Remove duplicates from comma separated list in batch file - windows

I have a batch file that (among other things) turns a list like this:
'foo_ph1-1.tif', 'foo_ph2-1', 'foo_ph2-2'
into a list like this, in a local variable called INVNOS:
'fooph1', 'fooph2', 'fooph2'
I want to remove the duplicates from the second list.
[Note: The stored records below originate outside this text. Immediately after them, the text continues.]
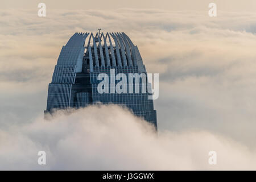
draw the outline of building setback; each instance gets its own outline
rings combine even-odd
[[[89,40],[86,43],[86,38]],[[138,47],[125,33],[97,33],[95,36],[93,33],[75,33],[60,52],[49,84],[44,113],[51,113],[54,109],[79,109],[99,102],[118,104],[157,129],[156,111],[153,101],[148,99],[148,92],[98,92],[97,86],[101,81],[97,80],[98,76],[106,73],[110,78],[110,69],[114,70],[115,75],[122,73],[127,78],[129,73],[144,73],[147,80]],[[118,82],[114,81],[115,84]],[[141,90],[142,83],[139,86]]]

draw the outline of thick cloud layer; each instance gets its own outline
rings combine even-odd
[[[256,153],[203,131],[155,133],[117,106],[94,106],[0,130],[0,169],[256,169]],[[38,164],[39,151],[46,165]],[[217,152],[209,165],[208,152]]]

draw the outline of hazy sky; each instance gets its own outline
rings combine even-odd
[[[220,10],[254,11],[254,0],[109,0],[109,1],[15,1],[4,0],[0,9],[33,9],[44,2],[49,9],[115,9],[120,8],[160,9],[168,10],[205,10],[211,2],[216,3]]]
[[[187,131],[199,130],[214,138],[225,137],[221,143],[237,142],[255,150],[254,1],[214,1],[216,18],[208,16],[211,2],[207,1],[72,1],[71,5],[46,1],[45,18],[38,16],[39,1],[1,5],[0,129],[7,132],[2,134],[11,136],[12,127],[41,121],[62,46],[74,32],[101,27],[103,32],[125,32],[138,46],[148,72],[159,73],[160,94],[154,104],[160,133],[184,132],[181,137],[186,138]],[[196,140],[202,136],[196,133]],[[242,148],[234,150],[240,154]]]

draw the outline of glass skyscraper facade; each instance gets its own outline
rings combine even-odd
[[[139,78],[141,81],[131,86],[127,78],[127,86],[122,88],[122,93],[101,93],[98,89],[101,73],[109,80],[119,73],[127,78],[129,74],[143,74],[146,81],[142,81],[142,77]],[[109,90],[114,90],[119,81],[109,81]],[[118,104],[157,129],[156,111],[153,100],[149,99],[151,85],[146,86],[147,84],[147,75],[138,47],[125,33],[97,33],[95,36],[92,33],[76,33],[61,49],[49,84],[44,113],[51,113],[54,109],[79,109],[98,103]],[[131,93],[129,86],[133,91],[138,89],[139,93]],[[143,88],[147,92],[142,92]]]

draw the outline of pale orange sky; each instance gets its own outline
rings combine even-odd
[[[3,0],[0,9],[36,8],[40,2],[49,9],[115,9],[119,8],[154,8],[170,10],[205,10],[208,5],[216,3],[220,10],[231,11],[255,11],[255,0]]]

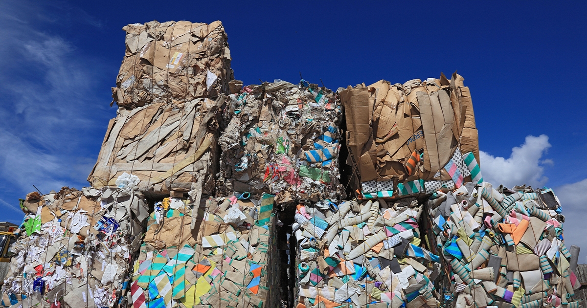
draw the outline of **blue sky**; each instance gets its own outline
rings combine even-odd
[[[587,249],[584,1],[38,2],[0,2],[0,221],[20,222],[18,198],[33,184],[87,185],[115,115],[123,26],[221,20],[245,84],[301,72],[335,89],[458,70],[485,179],[555,188],[566,242]]]

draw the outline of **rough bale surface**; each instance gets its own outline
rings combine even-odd
[[[156,21],[124,26],[126,53],[112,88],[113,103],[131,109],[173,100],[215,99],[233,79],[220,21]]]
[[[110,120],[88,181],[99,188],[114,185],[127,172],[138,176],[139,188],[150,195],[194,189],[211,195],[220,156],[218,113],[224,102],[222,95],[215,101],[120,109]]]
[[[413,198],[298,205],[294,306],[437,307],[440,259],[419,224],[423,209]]]
[[[449,163],[457,147],[478,161],[473,104],[463,80],[455,73],[450,80],[444,75],[403,84],[381,80],[340,92],[347,161],[358,195],[402,197],[426,192],[425,181],[451,180]]]
[[[27,195],[5,280],[6,306],[107,307],[118,302],[149,208],[136,188],[63,188]]]
[[[277,204],[345,197],[334,93],[303,80],[278,80],[245,87],[230,99],[225,114],[231,119],[219,140],[220,191],[268,192]]]
[[[281,296],[275,287],[279,259],[273,196],[211,198],[193,212],[193,205],[181,198],[155,205],[134,261],[129,303],[276,307]],[[191,229],[193,218],[195,227]]]
[[[450,271],[443,304],[579,307],[573,298],[582,297],[575,293],[581,283],[571,266],[578,256],[565,245],[565,218],[552,189],[496,188],[481,178],[442,188],[431,199],[431,243]]]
I've been trying to do this when I create the list, from the answers to this question, to no avail.
Here's how I make the list.
#echo off
setlocal ENABLEDELAYEDEXPANSION
for %%f in ("*.tif") do #echo %%~nf>>list.lst
set FNAMES=
set INVNOS=
for /f %%i in ('type list.lst') do (
set FNAMES=!FNAMES!'%%i.jpg',
for /f "tokens=1 delims=-" %%a in ("%%i") do (
set BEFORE_HYPHEN=%%a
set INVNOS=!INVNOS!'!BEFORE_HYPHEN:_=!',
)
)
set "FNAMES=%FNAMES:~0,-2%"
set "INVNOS=%INVNOS:~0,-2%"
echo %INVNOS%
endlocal
Solutions with findstr won't work because I need to initialize INVNOS with an empty string, and I get stuck with the difference between % and '!', and slicing, inside the for loop.
I know this is easy in Python, however I'd like to do it with what's native (Windows 10/Windows Server), so CMD or Powershell.
Any suggestions?
Just to sketch the bigger picture, INVNOS (inventory numbers) is derived from directories full of tif's, so we can check whether or not they exist in some sql database.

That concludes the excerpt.